Com o relatório do World Economic Forum apontando “conflito armado entre Estados” como o principal risco imediato, governos, empresas e sociedade civil enfrentam uma encruzilhada de impactos humanitários, econômicos e estratégicos.
O relatório “Global Risks Report 2025”, do World Economic Forum, identifica o “conflito armado entre Estados” como o risco de maior probabilidade e impacto imediato para 2025 — refletindo uma escalada de tensões interestatais, rivalidades regionais e falhas de governança global. Este cenário preocupa por suas implicações diretas sobre refugiados, cadeias de abastecimento, estabilidade regional, gastos militares e cooperação internacional.
Contexto histórico e situação atual
Desde o fim da Guerra Fria, o panorama global experimentou um declínio nos grandes conflitos interestatais. Contudo, nos últimos anos, a combinação de competição geopolítica renovada, disputas territoriais, fragilidade institucional e avanços militares tecnológicos trouxe uma retomada desse tipo de guerra direta entre Estados.
O WEF aponta que este tipo de risco — antes considerado de menor prioridade — voltou para o topo da agenda global. (Relatório Global Risks Report 2025)
Além disso, crises humanitárias recentes e falhas em fóruns multilaterais de governança intensificaram a percepção de vulnerabilidade global.
Impactos sociais e humanitários
• Refugiados e deslocados internos – Em zonas de conflito direto entre Estados, civis sofrem com destruição de infraestrutura, escassez de alimentos, saúde debilitada e fuga em massa. A comunidade internacional enfrenta pressão crescente para responder a esses deslocamentos.
• Saúde e bem-estar – Sistemas de saúde locais ficam sobrecarregados, doenças podem ganhar terreno e cadeias de imunização ou medicamentos ficam comprometidas.
• Estabilidade de comunidades – A instabilidade regional provoca migrações, altera demografia e gera tensões sociais internas em países vizinhos.
Impactos econômicos e de cadeias produtivas
• A interdependência global significa que um conflito interestatal pode gerar rupturas em cadeias de abastecimento: energia, semicondutores, matérias-primas estratégicas e alimentos podem sofrer interrupções.
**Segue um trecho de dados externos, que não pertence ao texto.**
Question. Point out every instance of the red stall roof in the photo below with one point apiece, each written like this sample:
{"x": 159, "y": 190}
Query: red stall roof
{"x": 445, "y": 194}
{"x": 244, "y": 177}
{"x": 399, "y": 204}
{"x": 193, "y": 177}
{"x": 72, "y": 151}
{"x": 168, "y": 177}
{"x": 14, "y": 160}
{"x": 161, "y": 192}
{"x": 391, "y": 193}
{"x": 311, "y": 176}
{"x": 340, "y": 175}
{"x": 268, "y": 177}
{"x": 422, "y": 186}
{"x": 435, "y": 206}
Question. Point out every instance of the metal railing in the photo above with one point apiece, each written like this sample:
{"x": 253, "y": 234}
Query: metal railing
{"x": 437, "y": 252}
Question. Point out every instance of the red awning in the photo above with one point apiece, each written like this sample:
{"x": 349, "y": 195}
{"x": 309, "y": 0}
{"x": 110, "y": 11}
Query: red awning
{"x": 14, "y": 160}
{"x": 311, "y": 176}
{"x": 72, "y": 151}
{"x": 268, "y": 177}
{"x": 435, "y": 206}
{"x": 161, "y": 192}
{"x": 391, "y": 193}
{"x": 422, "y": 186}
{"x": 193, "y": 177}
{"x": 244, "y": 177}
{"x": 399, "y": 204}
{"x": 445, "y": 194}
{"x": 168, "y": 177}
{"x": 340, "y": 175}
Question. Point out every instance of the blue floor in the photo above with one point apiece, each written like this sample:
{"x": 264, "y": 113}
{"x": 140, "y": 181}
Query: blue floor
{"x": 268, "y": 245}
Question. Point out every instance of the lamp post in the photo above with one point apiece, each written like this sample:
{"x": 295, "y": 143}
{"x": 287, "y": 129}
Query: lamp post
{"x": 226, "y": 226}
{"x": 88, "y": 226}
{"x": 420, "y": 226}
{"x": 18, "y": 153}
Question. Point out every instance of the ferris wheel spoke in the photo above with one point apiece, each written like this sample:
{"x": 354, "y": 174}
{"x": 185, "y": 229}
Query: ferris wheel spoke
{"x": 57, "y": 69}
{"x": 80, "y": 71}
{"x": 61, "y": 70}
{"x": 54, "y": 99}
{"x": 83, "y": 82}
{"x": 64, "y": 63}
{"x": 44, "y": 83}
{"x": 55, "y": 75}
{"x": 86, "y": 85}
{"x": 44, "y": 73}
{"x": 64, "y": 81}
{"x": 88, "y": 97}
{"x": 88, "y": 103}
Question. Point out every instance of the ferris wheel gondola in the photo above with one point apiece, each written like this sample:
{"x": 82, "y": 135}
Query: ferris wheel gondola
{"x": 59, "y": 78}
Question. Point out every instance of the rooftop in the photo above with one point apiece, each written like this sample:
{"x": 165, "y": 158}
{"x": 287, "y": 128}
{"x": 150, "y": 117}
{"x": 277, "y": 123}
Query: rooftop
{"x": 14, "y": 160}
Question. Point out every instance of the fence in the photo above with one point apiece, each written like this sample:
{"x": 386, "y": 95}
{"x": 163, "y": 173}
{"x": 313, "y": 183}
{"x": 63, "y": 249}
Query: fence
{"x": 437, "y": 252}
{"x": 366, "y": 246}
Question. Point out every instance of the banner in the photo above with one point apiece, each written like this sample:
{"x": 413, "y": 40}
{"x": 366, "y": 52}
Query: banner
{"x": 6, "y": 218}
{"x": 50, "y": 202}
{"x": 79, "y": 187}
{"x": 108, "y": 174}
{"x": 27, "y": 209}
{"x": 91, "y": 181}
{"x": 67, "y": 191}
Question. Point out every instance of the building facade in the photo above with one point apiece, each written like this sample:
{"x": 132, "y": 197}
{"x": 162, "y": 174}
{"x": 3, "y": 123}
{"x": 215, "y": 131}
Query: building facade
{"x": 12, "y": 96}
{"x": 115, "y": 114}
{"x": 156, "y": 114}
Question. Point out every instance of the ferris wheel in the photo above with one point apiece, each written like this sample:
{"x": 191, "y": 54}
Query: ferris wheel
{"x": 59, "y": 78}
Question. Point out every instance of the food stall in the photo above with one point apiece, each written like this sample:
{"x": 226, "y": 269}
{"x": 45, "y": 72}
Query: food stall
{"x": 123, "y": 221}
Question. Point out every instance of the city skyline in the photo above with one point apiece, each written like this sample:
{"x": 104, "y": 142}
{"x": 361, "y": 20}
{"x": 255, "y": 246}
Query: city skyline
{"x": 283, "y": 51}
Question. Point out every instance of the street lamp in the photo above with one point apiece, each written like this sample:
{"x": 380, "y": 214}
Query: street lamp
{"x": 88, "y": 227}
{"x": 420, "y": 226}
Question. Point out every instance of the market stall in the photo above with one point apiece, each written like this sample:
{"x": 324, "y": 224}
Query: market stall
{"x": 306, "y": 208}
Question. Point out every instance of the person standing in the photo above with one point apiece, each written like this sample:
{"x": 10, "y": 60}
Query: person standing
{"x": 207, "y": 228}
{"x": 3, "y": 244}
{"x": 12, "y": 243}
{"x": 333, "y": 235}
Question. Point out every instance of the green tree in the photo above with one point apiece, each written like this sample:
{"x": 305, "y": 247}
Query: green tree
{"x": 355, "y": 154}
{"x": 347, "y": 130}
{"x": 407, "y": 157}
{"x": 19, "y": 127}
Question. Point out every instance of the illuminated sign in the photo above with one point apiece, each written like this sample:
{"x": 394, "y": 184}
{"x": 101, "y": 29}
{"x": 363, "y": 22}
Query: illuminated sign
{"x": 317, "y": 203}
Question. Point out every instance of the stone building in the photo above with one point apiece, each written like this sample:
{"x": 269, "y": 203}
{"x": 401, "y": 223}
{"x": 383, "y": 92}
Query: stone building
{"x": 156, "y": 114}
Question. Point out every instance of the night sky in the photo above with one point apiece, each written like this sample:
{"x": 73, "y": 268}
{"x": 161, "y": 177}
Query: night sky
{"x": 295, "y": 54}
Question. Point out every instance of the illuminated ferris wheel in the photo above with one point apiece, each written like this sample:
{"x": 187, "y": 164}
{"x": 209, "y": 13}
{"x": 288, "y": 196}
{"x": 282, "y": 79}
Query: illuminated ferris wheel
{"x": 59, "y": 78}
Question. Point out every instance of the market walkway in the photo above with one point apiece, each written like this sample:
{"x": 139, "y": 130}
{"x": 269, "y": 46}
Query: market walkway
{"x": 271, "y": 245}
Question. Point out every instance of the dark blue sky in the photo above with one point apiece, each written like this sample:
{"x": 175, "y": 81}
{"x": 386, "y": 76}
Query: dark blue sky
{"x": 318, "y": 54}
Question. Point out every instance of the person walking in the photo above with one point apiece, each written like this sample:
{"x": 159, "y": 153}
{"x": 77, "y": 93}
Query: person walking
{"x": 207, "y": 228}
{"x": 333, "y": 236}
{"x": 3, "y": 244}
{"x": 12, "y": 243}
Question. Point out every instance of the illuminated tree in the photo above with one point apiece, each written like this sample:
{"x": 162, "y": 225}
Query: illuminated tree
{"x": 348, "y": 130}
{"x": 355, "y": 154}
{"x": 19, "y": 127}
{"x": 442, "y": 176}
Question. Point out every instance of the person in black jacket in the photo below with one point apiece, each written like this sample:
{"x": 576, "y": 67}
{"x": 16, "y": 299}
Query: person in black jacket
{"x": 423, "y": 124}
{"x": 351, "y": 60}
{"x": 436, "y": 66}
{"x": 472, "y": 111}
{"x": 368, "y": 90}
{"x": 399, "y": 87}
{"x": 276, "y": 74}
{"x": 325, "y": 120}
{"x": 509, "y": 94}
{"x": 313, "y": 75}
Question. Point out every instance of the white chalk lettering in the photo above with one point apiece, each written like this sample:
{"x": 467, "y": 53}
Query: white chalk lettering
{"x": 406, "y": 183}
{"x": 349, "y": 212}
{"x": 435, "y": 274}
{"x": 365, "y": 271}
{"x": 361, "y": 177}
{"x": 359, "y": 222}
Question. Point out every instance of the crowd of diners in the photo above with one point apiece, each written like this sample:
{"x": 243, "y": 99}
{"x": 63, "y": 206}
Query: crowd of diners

• Aumento dos gastos militares dos Estados em resposta à ameaça reduz recursos disponíveis para saúde, educação e bem-estar social.
• Investimento e comércio internacional se retraem em regiões instáveis, freando crescimento econômico e gerando impacto global.
Segurança, governança e cooperação internacional
• A cooperação multilateral — via United Nations, North Atlantic Treaty Organization e outros blocos — é desafiada quando múltiplos conflitos emergem simultaneamente ou quando Estados adotam blocos geopolíticos distintos.
• A corrida à tecnologia militar (drones, IA, armas autônomas) modifica a natureza do combate interestatal e dificulta o controle global e as normas de guerra.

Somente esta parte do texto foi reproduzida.